Zeroboxer by Fonda Lee
This was a good book that could have been great. Lee did a wonderful job with world building. I liked the central focus on martial arts/boxing. The fight scenes were written well, and I wish there were more of them. I also liked Carr’s overall attitude and sportsmanship. What kept the book from being great was the lack of a cohesive overarching plot. The potential for it was there in the political antagonism between Terra and Mars, and the ethics (or lack thereof) of genetic manipulation. If there had been better development with either of those, the culminating fight scene would have been phenomenal. More time should have been spent on that and less on the tepid, forced-feeling romance between Carr and Risha.
Drowned City: Hurricane Katrina and New Orleans by Don Brown
I’ll start off with the fact that this book made me cry – page 25 specifically. I cannot imagine how horrific it was to be in that kind of situation with your children. Thinking about it now makes me want to cry, and I read it over a month ago. The harsh lines, angular figures, and coloring of Brown’s illustrations beautifully capture the impact of Katrina, the helplessness and confusion caused by such a massive natural disaster and the deplorable government response to it. The only negative is that the ending felt too abrupt. It would have been nice to end on a more developed note of rebuilding.
Ms. Marvel, Vol. 2: Generation Why & Ms. Marvel, Vol. 3: Crushed by Willow G. Wilson
I read the first volume of Ms. Marvel when it came out and didn’t particularly care for it. I’m not a superhero kind of girl, and while I applaud what they’ve done, it’s just not my cup of tea. I would never have read any other volumes if not for this challenge, and can’t see myself reading future volumes either. That being said, one of the funniest things I’ve read so far this year was Kamala fan girling on Wolverine in volume two. It was absolutely hilarious.
Echo by Pam Muñoz Ryan, read by Mark Bramhill, David De Vries, Macleod Andrews, and Rebecca Soler
If I had to choose one favorite Hub read for February, Echo would win hands down. It was absolutely beautiful, and is well suited to the audio format. The incorporation of music enhanced the storytelling and tied the separate characters together. Several genres were blended together – fairy tale, magical realism, and historical fiction – and all of them fit nicely. The ending closed the circle the harmonica created, though it was bittersweet.
Trollhunters by Guillermo del Toro and Daniel Kraus, read by Kirby Heyborne
This book is a bit on the grotesque side at times. I liked the concept, and how the character dynamic and tensions change part way through when the bigger picture starts to appear. I also liked how Jim Jr. and Tub grew as characters.

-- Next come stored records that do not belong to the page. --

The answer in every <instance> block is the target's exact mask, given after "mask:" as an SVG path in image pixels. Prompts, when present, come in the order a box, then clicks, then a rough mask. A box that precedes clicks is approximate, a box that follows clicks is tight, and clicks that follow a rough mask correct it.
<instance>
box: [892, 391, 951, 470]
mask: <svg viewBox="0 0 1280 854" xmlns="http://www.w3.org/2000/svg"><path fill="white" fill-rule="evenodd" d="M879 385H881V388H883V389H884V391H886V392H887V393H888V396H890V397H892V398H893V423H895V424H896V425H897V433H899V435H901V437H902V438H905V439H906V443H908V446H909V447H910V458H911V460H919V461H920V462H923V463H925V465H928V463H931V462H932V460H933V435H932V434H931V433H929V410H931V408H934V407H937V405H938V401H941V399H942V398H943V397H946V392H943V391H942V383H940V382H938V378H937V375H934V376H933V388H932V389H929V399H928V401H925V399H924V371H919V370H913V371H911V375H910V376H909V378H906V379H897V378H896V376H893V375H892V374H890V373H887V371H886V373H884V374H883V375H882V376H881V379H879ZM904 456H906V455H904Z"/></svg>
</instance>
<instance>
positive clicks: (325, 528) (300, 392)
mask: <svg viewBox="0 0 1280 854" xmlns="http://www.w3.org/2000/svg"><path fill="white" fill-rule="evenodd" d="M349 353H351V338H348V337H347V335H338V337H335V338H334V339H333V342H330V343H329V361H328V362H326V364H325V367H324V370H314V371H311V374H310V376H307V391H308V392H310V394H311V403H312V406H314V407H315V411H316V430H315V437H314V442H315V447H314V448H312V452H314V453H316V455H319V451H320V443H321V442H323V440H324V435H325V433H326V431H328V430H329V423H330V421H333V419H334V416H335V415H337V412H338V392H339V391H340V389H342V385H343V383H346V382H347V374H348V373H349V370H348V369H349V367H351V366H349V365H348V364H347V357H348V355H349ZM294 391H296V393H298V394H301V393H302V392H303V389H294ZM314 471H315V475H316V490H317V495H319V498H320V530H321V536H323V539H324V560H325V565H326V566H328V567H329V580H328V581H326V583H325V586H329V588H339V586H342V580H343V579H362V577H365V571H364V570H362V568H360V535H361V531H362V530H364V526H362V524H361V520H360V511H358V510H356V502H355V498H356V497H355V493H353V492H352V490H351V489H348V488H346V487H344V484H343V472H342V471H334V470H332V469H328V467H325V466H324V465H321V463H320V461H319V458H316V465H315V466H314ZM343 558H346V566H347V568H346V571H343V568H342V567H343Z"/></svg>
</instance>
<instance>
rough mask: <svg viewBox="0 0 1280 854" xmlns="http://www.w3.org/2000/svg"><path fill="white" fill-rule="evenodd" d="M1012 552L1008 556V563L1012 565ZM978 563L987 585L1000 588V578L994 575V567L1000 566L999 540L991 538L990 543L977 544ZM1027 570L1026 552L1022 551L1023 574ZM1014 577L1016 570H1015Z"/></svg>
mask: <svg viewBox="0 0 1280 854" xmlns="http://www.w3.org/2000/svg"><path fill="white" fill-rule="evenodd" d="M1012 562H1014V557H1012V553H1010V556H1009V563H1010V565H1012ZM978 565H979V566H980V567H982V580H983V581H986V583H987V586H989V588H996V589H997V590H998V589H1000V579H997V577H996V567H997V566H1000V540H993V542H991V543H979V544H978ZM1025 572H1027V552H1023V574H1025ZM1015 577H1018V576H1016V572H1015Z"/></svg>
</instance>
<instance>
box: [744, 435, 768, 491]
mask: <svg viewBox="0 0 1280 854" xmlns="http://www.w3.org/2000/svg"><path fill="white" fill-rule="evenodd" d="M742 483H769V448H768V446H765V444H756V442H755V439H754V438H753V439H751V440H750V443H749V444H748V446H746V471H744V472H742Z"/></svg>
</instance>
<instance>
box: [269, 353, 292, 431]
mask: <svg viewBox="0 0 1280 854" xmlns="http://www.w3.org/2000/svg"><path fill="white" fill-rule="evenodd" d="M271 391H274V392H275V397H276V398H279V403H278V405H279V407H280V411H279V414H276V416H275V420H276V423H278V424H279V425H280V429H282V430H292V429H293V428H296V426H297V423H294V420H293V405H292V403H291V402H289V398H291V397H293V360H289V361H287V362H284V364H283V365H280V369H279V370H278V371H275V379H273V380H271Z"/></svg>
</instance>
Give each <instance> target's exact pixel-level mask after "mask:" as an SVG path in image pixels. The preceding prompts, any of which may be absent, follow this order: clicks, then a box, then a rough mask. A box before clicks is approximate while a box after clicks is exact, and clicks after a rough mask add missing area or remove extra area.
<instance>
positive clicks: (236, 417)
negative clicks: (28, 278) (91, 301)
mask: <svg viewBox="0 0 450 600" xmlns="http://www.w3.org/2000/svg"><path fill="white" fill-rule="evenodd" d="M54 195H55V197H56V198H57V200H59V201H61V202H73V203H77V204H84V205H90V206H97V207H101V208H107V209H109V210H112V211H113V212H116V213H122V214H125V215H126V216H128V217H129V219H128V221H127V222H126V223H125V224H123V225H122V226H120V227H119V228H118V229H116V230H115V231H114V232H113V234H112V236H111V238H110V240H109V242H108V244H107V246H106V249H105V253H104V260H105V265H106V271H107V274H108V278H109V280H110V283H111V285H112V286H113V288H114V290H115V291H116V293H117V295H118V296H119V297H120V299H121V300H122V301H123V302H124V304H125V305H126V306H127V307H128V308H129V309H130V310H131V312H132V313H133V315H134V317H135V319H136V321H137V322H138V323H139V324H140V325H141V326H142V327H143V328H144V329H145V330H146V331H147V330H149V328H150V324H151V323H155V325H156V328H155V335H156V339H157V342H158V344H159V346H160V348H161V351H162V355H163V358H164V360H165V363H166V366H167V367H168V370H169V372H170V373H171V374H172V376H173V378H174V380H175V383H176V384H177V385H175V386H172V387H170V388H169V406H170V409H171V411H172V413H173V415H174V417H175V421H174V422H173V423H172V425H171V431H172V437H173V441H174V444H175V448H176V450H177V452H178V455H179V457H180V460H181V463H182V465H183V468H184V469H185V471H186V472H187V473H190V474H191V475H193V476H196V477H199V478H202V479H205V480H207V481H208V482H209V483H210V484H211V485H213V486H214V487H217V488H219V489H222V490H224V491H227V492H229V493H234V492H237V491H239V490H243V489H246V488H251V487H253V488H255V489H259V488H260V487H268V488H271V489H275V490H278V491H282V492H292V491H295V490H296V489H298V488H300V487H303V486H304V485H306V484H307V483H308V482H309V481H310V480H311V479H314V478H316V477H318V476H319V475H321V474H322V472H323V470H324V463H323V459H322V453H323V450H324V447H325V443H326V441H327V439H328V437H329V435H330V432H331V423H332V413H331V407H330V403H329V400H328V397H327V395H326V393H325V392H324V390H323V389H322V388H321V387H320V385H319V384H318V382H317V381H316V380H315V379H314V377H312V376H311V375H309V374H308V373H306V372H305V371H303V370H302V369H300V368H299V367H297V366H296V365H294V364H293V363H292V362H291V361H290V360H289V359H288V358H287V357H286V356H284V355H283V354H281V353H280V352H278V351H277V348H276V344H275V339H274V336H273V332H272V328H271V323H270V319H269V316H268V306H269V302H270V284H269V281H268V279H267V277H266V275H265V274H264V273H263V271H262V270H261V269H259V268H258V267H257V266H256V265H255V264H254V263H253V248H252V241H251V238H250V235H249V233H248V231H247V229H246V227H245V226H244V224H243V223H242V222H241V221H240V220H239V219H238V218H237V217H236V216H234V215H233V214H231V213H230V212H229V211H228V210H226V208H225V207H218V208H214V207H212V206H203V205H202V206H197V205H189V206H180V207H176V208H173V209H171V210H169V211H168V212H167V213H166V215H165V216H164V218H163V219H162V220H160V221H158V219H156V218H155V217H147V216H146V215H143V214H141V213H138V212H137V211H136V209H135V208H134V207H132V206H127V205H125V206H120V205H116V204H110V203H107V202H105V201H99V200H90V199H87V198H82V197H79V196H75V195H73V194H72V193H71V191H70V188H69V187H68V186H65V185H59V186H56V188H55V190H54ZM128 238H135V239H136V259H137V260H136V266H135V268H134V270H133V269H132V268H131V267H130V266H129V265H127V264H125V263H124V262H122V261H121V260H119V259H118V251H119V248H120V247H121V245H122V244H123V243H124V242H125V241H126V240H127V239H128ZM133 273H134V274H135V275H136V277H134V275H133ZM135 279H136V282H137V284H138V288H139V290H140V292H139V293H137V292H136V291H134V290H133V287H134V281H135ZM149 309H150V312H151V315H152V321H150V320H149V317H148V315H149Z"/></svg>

Awkward by Svetlana Chmakova
This reminded me of Roller Girl in the sense of a tween girl trying to figure out who she is and how she fits in. I liked the character dynamics and the challenges they dealt with. It did a good job capturing middle school angst. The artwork was solid, and the cast diverse. I’ve put it on the graphic novel shortlist for my daughter’s birthday. She is the audience Awkward is geared towards, and she would easily relate to the messiness of the social dynamics.
Cinder by Marissa Meyer
I’m a sucker for fairy tale retellings, and Cinder does a good job using the original as a springboard into a well developed world and political system. I wasn’t as absorbed with it the second time around (I first read it in 2013), but I still enjoyed it. The series as a whole uses the various fairy tales as a foundation to explore politics and imperialism.